10. Having regard to the foregoing, the Applicants have unquestionably established that the second High Court order should be set aside on the grounds that it was based on an erroneous failure by Hedigan J. to address the core issue on the appeal, namely, that the Tribunal, in making the second determination had not performed its statutory duty, in that it had wrongly acted on a misinterpretation of the first High Court order in concluding that it had been instructed to reverse its first determination, when it should have made a determination on the basis of the evidence then before it and the proper application of the relevant legal principles.

Remittal to the Tribunal
11. On the remittal from this Court to it, the function of the Tribunal will be to determine whether the Applicants’ claim to be entitled to payments under the Redundancy Payments Acts and the Minimum Notice Acts have been established in accordance with the applicable statutory criteria. That will involve, inter alia, determining whether each of the Applicants was an employee of the Minister in accordance with the application of the relevant legal principles to the evidence before it.

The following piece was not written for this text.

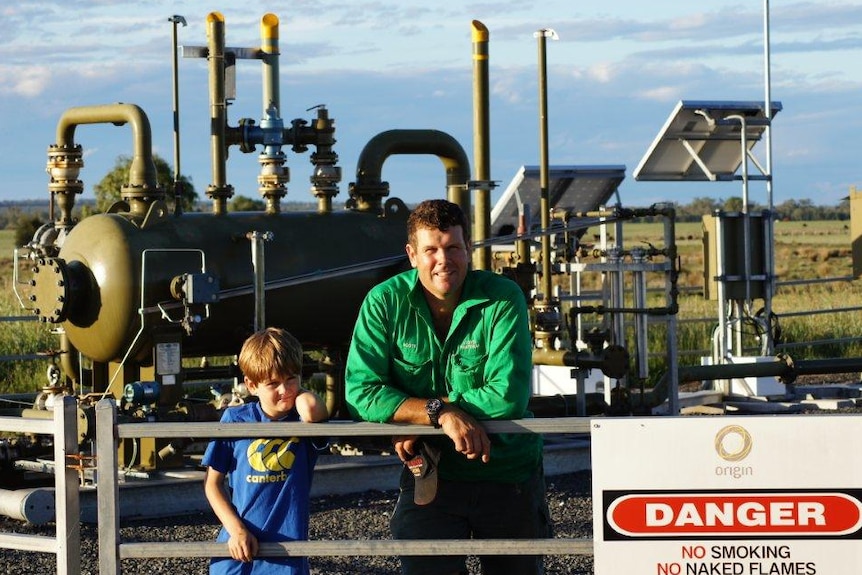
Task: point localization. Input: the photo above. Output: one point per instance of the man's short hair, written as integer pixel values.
(436, 215)
(270, 353)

12. I fully agree with the view expressed by Edwards J. in his judgment (at para. 42) that the work relationship between each of the Applicants and the Minister “was a very unusual one, and one which it is not easy to classify”. Notwithstanding that, in making the determination which it will be under a duty to make, the Tribunal will have to assess the evidence as to the work relationship of the Applicants with the Minister adduced by the parties before it by reference to the legal principles which have been established by the courts over the years in order to make a finding as to whether or not each of the Applicants was an employee of the Minister. No doubt the Tribunal will be assisted in that task by the guidance given in the judgment of Edwards J. However, it is for the Tribunal to determine on the basis of the evidence before it as to whether, in accordance with the established principles, each of the Applicants was or was not an employee of the Minister prior to October 2004.